Sifat Mulia dan Syahidnya Beliau

Sifat Mulia dan Syahidnya Beliau

Sifat mulia Thalhah

Thalhah bin Ubaidillah radhiyallahu ’anhu merupakan sahabat mulia yang telah dikabarkan akan syahidnya. Ia juga merupakan salah satu dari sepuluh sahabat yang dijamin masuk surga. Thalhah juga merupakan sahabat yang membersamai dan melindungi Rasulullah di perang Uhud ketika kaum musyrikin membalikkan keadaan dan mengepung kaum muslimin.

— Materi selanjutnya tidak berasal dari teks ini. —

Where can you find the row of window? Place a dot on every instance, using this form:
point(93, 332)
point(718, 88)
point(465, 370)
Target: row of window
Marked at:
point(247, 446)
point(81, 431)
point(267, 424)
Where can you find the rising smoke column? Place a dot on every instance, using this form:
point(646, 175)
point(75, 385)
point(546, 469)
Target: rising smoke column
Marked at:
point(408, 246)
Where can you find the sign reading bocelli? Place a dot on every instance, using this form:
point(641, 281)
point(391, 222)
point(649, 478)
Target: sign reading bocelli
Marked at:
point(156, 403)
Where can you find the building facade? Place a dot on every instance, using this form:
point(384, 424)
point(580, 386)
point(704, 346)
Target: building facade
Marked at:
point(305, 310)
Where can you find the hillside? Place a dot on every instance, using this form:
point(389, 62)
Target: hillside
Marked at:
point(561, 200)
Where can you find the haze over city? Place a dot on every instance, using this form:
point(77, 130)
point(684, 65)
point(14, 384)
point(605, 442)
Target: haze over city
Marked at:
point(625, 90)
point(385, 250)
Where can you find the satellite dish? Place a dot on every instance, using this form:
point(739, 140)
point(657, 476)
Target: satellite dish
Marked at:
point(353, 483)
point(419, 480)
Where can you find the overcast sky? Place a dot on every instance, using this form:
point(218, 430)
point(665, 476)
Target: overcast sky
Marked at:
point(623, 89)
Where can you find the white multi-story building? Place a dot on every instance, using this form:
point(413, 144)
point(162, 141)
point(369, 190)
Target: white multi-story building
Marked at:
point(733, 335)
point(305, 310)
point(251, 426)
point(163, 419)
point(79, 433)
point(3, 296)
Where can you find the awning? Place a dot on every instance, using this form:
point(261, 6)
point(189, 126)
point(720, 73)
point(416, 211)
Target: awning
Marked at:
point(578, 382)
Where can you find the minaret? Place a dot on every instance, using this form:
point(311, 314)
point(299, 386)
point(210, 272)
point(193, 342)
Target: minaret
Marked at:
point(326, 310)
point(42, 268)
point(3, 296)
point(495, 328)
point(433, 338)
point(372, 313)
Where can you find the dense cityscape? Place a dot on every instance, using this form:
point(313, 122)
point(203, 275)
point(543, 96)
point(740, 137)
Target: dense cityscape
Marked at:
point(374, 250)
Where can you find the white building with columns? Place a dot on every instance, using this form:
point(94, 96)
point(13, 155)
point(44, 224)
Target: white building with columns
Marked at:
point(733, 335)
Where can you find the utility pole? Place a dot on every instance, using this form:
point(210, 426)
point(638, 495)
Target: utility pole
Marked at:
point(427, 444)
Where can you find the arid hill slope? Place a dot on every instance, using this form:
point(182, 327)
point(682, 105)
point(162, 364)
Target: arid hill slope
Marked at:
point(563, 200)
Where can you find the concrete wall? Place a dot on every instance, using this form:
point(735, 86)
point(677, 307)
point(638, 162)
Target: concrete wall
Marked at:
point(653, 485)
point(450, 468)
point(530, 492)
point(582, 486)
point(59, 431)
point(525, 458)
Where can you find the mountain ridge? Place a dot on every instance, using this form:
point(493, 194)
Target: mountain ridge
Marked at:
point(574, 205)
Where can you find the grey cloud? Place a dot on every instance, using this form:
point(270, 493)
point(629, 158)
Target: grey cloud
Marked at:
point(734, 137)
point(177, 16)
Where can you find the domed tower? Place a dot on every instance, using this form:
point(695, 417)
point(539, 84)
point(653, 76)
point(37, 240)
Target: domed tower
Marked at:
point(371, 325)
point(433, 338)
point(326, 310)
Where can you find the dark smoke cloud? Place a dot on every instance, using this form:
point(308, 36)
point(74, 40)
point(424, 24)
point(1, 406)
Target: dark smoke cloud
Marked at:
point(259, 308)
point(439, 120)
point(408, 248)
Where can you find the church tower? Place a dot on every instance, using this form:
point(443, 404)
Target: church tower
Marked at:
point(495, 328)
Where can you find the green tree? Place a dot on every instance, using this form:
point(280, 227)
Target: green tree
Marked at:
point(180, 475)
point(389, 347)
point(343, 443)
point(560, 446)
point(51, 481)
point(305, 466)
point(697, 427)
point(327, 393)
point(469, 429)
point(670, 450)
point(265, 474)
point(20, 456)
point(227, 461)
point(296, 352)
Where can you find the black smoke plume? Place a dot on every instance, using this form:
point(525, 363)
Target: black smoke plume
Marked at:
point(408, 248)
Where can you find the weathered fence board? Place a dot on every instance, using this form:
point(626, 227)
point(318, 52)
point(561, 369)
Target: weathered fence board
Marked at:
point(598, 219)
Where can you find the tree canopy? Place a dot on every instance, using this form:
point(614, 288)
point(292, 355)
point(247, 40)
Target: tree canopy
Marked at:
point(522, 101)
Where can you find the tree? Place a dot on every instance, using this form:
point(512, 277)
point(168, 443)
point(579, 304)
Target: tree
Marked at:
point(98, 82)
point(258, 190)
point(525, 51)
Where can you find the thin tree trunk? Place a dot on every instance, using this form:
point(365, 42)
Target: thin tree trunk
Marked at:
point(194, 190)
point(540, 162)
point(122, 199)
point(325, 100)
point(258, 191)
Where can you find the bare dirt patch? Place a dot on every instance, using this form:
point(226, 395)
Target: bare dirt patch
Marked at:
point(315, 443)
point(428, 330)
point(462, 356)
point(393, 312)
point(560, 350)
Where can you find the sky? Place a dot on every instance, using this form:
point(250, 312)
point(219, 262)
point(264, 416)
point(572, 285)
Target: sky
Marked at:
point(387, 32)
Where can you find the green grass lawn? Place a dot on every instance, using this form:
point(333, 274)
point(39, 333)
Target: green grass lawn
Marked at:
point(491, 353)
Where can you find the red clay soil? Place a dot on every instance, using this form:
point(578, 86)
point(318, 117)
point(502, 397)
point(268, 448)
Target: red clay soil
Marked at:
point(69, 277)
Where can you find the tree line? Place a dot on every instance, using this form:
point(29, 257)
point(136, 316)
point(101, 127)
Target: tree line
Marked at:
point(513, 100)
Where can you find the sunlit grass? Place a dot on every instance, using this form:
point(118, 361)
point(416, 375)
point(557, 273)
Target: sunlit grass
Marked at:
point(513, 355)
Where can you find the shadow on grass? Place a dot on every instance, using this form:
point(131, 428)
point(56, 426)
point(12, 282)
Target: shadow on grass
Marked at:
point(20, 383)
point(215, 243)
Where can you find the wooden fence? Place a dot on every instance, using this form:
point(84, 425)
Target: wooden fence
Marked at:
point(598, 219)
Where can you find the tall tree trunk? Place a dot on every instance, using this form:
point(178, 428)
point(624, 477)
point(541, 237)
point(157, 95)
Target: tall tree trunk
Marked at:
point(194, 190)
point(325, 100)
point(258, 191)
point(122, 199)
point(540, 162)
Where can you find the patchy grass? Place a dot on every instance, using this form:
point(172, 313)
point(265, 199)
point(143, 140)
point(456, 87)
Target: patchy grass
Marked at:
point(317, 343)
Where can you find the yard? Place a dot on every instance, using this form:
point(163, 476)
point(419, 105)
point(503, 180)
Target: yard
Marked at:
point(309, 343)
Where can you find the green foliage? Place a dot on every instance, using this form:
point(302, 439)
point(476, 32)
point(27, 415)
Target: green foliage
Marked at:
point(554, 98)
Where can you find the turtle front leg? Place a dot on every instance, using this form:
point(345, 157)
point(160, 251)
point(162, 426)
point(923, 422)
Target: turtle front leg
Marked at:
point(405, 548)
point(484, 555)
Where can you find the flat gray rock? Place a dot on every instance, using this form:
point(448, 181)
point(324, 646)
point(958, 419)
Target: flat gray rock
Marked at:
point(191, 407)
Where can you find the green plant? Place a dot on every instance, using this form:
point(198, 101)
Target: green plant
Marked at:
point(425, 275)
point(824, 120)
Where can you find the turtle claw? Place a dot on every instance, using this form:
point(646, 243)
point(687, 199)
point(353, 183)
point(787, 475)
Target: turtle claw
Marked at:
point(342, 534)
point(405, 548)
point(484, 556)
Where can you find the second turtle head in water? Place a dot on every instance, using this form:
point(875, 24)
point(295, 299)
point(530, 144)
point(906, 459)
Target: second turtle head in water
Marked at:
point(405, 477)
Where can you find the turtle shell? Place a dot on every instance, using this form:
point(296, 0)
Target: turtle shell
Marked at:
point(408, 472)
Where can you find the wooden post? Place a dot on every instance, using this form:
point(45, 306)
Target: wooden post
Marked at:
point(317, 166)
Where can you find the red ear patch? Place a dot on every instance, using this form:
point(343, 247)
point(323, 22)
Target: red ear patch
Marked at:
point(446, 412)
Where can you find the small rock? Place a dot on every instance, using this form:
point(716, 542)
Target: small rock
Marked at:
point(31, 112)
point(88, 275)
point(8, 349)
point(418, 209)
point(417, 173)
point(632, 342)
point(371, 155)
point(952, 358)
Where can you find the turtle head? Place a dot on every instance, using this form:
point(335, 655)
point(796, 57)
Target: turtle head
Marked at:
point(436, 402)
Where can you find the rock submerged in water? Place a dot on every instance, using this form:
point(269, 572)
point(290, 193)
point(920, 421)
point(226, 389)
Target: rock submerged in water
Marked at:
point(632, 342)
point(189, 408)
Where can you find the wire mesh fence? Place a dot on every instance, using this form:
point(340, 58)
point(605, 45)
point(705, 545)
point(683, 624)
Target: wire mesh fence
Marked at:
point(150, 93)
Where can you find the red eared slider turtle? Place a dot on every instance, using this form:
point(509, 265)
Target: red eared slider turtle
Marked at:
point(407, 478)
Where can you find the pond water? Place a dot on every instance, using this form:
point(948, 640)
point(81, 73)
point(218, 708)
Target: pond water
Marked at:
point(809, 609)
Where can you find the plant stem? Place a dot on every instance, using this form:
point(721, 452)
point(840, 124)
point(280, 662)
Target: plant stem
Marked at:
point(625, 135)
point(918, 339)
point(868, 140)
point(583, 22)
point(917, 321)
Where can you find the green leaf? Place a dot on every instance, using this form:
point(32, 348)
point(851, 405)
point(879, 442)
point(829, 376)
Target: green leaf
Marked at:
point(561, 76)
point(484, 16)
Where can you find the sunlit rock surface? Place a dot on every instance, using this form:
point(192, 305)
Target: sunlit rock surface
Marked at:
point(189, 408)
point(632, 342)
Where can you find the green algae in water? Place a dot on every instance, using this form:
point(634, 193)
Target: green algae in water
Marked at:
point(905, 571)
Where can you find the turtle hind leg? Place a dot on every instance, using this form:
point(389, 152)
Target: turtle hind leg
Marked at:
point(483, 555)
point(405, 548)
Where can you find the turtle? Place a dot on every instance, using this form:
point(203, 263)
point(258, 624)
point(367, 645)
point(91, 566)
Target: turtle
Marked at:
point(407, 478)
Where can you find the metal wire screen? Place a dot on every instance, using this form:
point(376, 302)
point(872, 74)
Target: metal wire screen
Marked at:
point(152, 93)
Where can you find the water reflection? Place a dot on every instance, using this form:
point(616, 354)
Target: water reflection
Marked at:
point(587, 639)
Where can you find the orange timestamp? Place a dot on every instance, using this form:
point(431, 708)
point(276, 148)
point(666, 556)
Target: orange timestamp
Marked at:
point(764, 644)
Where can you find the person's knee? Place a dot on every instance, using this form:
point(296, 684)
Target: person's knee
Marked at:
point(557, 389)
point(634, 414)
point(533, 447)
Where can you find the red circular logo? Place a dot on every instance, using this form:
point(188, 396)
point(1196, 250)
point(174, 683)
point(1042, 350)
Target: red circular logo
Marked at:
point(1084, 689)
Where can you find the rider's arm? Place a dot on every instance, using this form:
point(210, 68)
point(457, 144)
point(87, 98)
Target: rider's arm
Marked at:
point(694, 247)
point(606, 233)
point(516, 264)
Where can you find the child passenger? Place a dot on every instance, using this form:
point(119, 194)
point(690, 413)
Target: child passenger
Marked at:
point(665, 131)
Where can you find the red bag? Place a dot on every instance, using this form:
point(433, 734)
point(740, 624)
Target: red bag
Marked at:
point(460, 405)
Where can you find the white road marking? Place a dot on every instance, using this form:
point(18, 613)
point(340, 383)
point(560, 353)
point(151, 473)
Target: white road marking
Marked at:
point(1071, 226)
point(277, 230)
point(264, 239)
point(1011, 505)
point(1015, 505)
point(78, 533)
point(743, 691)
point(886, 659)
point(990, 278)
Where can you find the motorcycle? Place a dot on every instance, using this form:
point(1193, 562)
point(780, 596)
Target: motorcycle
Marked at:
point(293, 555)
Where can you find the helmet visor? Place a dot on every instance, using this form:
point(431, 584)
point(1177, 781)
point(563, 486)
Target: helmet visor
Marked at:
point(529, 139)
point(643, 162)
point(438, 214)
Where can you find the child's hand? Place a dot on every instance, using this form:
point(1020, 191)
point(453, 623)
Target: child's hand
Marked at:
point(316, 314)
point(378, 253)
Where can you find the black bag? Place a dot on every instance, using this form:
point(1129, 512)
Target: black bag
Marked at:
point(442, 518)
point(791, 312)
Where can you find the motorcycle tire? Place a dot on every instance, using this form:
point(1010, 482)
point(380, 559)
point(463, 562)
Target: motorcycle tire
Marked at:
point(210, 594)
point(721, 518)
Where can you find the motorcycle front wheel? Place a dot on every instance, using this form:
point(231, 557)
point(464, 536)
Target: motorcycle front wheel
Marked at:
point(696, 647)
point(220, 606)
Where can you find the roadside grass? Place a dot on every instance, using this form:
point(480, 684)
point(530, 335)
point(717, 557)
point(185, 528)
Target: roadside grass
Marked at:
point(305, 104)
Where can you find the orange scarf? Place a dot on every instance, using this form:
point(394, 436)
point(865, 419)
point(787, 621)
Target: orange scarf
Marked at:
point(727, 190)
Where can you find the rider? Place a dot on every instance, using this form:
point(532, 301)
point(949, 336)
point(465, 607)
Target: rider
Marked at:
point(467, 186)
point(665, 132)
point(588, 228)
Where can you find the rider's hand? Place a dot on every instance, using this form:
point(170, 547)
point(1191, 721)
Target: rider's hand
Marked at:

Thalhah bin Ubaidillah radhiyallahu ’anhu merupakan seorang sahabat dengan adab yang mulia terhadap Nabi shallallahu ‘alaihi wasallam. Adab Thalhah yang mulia tersebut sangat tampak ketika perang Uhud terjadi. Syekh Mahmud Al-Mishri dalam kitab Ashabu Rasulillahi shallallahu ’alaihi wasallam berkata,

يظهر ذلك جليًا أثناء انسحاب رسول الله ﷺ أحد ؛ قال ابن إسحاق : نهض رسول الله إلى الصخرة من الجبل ليعلوها ، وكان قد بدن وظاهر بين درعين، فلما ذهب لينهض لم يستطع، فجلس تحته طلحة بن عبيد الله حتى استوى عليها لقد أصاب العرج إحدى رجلى طلحة رضى الله عنه أثناء دفاعه عن النبي ﷺولما حمل طلحة النبي ﷺ

كلف استقامة المشى أدباً مع رسول الله ﷺ ، لئلا يشق على النبي ﷺ

فاستوت رجله العرجاء لهذا التكلُّف، فشفى من العرج

Hal tersebut (adab Thalhah) tampak dengan jelas ketika Rasulullah mundur dari peperangan Uhud. Ibnu Ishaq berkata, ‘Rasulullah shallallahu ‘alaihi wasallam bangkit menuju batu besar di bukit untuk menaikinya. Ketika itu, tubuh beliau sudah melemah dan mengenakan dua lapis baju besi. Ketika berusaha menaikinya, beliau tidak mampu. Maka, duduklah Thalhah bin Ubaidillah di bawahnya hingga beliau bisa menaiki bukit tersebut. Ketika itu, salah satu kaki Thalhah radhiyallahu ’anhu terluka ketika melindungi Nabi shallallahu ’alaihi wasallam. Ketika Thalhah membawa Nabi shallallahu ’alaihi wasallam, ia paksakan untuk berjalan dengan normal sebagai adab terhadap Rasulullahi shallallahu ‘alaihi wasallam, agar tidak memberatkan Nabi shallallahu ‘alaihi wasallam. Ketika Thalhah paksakan untuk berjalan normal ketika kakinya sakit, maka kakinya malah sembuh dari rasa sakit.’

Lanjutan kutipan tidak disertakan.